I saw this post on Readings Book Store Facebook page about a crime fiction novel written by JK Rowling under the pseudonym Robert Galbraith and since I am done with my FSc and am allowed now to buy and read novels, I got all excited about it - like I had been about the last HP book before its release. Hence, when The Cuckoo’s Calling came out I bought it instantly, despite the eye-popping price, and spent my send-ups prep leaves reading it and had to deal with the disastrous consequences later!

Being a die-hard HP fan and being among those who grew up with Harry Potter, I found the book of exactly the opposite style to HP books. I was really impressed by the dynamic writing skills of Rowling.

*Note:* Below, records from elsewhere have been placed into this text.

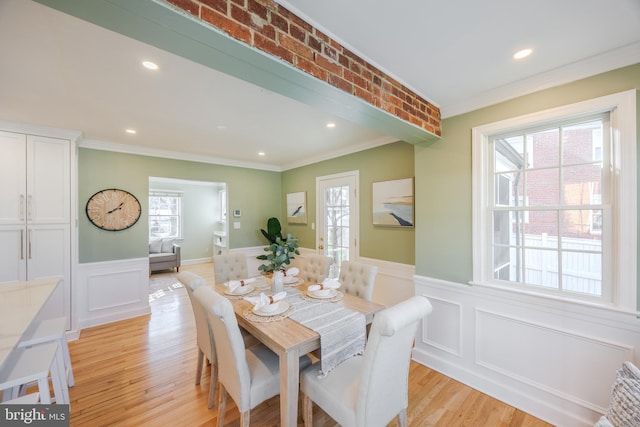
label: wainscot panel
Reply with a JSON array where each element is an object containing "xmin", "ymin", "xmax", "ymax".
[
  {"xmin": 76, "ymin": 258, "xmax": 151, "ymax": 330},
  {"xmin": 412, "ymin": 275, "xmax": 640, "ymax": 427}
]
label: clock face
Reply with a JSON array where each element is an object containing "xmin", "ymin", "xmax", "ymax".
[{"xmin": 86, "ymin": 189, "xmax": 141, "ymax": 231}]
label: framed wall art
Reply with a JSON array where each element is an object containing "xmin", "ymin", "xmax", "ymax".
[
  {"xmin": 372, "ymin": 177, "xmax": 414, "ymax": 227},
  {"xmin": 286, "ymin": 191, "xmax": 307, "ymax": 224}
]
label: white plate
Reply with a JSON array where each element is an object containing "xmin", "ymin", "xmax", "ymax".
[
  {"xmin": 253, "ymin": 300, "xmax": 290, "ymax": 316},
  {"xmin": 283, "ymin": 276, "xmax": 299, "ymax": 284},
  {"xmin": 307, "ymin": 289, "xmax": 337, "ymax": 299},
  {"xmin": 225, "ymin": 285, "xmax": 254, "ymax": 296}
]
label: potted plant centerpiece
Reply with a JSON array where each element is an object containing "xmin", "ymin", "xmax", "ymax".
[{"xmin": 257, "ymin": 217, "xmax": 300, "ymax": 293}]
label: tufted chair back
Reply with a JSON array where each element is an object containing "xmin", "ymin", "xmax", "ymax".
[
  {"xmin": 338, "ymin": 260, "xmax": 378, "ymax": 301},
  {"xmin": 213, "ymin": 253, "xmax": 249, "ymax": 284},
  {"xmin": 299, "ymin": 254, "xmax": 333, "ymax": 284}
]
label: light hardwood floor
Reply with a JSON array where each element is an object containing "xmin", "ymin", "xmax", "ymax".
[{"xmin": 67, "ymin": 262, "xmax": 552, "ymax": 426}]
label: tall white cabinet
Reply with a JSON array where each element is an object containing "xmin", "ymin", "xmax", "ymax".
[{"xmin": 0, "ymin": 128, "xmax": 74, "ymax": 330}]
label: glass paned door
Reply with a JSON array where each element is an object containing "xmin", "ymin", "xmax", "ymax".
[{"xmin": 316, "ymin": 171, "xmax": 359, "ymax": 278}]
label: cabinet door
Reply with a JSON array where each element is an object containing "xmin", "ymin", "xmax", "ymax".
[
  {"xmin": 27, "ymin": 224, "xmax": 70, "ymax": 326},
  {"xmin": 27, "ymin": 135, "xmax": 70, "ymax": 224},
  {"xmin": 0, "ymin": 131, "xmax": 27, "ymax": 224},
  {"xmin": 0, "ymin": 225, "xmax": 27, "ymax": 281}
]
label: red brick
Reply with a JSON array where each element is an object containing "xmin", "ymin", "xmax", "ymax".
[
  {"xmin": 307, "ymin": 34, "xmax": 322, "ymax": 53},
  {"xmin": 168, "ymin": 0, "xmax": 199, "ymax": 15},
  {"xmin": 337, "ymin": 53, "xmax": 349, "ymax": 68},
  {"xmin": 199, "ymin": 0, "xmax": 226, "ymax": 14},
  {"xmin": 344, "ymin": 69, "xmax": 366, "ymax": 89},
  {"xmin": 278, "ymin": 33, "xmax": 314, "ymax": 60},
  {"xmin": 254, "ymin": 32, "xmax": 294, "ymax": 63},
  {"xmin": 278, "ymin": 6, "xmax": 312, "ymax": 32},
  {"xmin": 328, "ymin": 73, "xmax": 353, "ymax": 94},
  {"xmin": 354, "ymin": 86, "xmax": 374, "ymax": 104},
  {"xmin": 315, "ymin": 55, "xmax": 342, "ymax": 76},
  {"xmin": 296, "ymin": 56, "xmax": 328, "ymax": 81},
  {"xmin": 247, "ymin": 0, "xmax": 268, "ymax": 20},
  {"xmin": 323, "ymin": 44, "xmax": 337, "ymax": 62},
  {"xmin": 201, "ymin": 7, "xmax": 252, "ymax": 44},
  {"xmin": 314, "ymin": 29, "xmax": 330, "ymax": 43},
  {"xmin": 270, "ymin": 13, "xmax": 288, "ymax": 32},
  {"xmin": 290, "ymin": 23, "xmax": 306, "ymax": 43}
]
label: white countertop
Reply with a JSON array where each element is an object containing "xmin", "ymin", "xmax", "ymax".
[{"xmin": 0, "ymin": 278, "xmax": 61, "ymax": 368}]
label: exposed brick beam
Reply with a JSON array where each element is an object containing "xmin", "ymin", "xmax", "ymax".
[{"xmin": 165, "ymin": 0, "xmax": 441, "ymax": 137}]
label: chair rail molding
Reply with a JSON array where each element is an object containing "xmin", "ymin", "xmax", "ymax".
[{"xmin": 412, "ymin": 274, "xmax": 640, "ymax": 427}]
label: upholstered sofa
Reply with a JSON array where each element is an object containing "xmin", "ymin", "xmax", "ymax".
[
  {"xmin": 149, "ymin": 239, "xmax": 181, "ymax": 273},
  {"xmin": 595, "ymin": 361, "xmax": 640, "ymax": 426}
]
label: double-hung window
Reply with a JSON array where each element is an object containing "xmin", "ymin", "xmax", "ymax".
[
  {"xmin": 472, "ymin": 91, "xmax": 636, "ymax": 310},
  {"xmin": 149, "ymin": 190, "xmax": 183, "ymax": 240}
]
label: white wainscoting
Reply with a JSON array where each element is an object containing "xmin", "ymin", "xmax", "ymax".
[
  {"xmin": 412, "ymin": 275, "xmax": 640, "ymax": 427},
  {"xmin": 76, "ymin": 257, "xmax": 151, "ymax": 330}
]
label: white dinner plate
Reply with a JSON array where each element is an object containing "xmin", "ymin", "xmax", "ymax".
[
  {"xmin": 283, "ymin": 275, "xmax": 299, "ymax": 284},
  {"xmin": 224, "ymin": 285, "xmax": 254, "ymax": 296},
  {"xmin": 253, "ymin": 300, "xmax": 290, "ymax": 316},
  {"xmin": 307, "ymin": 289, "xmax": 337, "ymax": 299}
]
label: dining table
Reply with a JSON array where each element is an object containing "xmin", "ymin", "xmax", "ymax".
[
  {"xmin": 213, "ymin": 278, "xmax": 385, "ymax": 427},
  {"xmin": 0, "ymin": 277, "xmax": 61, "ymax": 370}
]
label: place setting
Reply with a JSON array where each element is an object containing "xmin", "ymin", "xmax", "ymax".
[
  {"xmin": 241, "ymin": 291, "xmax": 295, "ymax": 322},
  {"xmin": 222, "ymin": 277, "xmax": 261, "ymax": 298},
  {"xmin": 303, "ymin": 278, "xmax": 343, "ymax": 303}
]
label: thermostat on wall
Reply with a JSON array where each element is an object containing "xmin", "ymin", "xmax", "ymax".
[{"xmin": 233, "ymin": 209, "xmax": 241, "ymax": 217}]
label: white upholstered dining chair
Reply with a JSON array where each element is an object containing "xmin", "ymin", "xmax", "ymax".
[
  {"xmin": 298, "ymin": 254, "xmax": 333, "ymax": 283},
  {"xmin": 177, "ymin": 271, "xmax": 217, "ymax": 408},
  {"xmin": 213, "ymin": 253, "xmax": 249, "ymax": 284},
  {"xmin": 300, "ymin": 295, "xmax": 433, "ymax": 427},
  {"xmin": 194, "ymin": 285, "xmax": 311, "ymax": 426},
  {"xmin": 338, "ymin": 260, "xmax": 378, "ymax": 301}
]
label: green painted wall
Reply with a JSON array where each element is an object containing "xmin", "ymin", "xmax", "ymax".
[
  {"xmin": 282, "ymin": 141, "xmax": 415, "ymax": 265},
  {"xmin": 78, "ymin": 148, "xmax": 282, "ymax": 263},
  {"xmin": 415, "ymin": 64, "xmax": 640, "ymax": 308}
]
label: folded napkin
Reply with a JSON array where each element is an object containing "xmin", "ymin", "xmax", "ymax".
[
  {"xmin": 245, "ymin": 291, "xmax": 287, "ymax": 311},
  {"xmin": 225, "ymin": 277, "xmax": 256, "ymax": 292},
  {"xmin": 308, "ymin": 278, "xmax": 340, "ymax": 292},
  {"xmin": 284, "ymin": 267, "xmax": 299, "ymax": 277}
]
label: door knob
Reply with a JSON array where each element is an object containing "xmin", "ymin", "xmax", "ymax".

The story revolves around Cormoran Strike, a private investigator, who is hired by John Bristow, the adopted brother of the famous supermodel      Lula Landry. Bristow wants Strike to investigate his sister’s supposed suicide. Strike is initially skeptical due to the extensive media coverage of the case, and is unwilling to reopen such a thoroughly investigated case. As the interviewing process proceeds, he encounters Lula Landry’s security guard, personal driver, uncle, friends and designer. Each character recounts their recollections of Lula and Strike comes to realise that the circumstances of her death are more ambiguous than he imagined. Strike is helped in his quest by his enterprising temporary secretary Robin, who, upon arriving in the detective’s office, becomes fascinated with the life of a private investigator.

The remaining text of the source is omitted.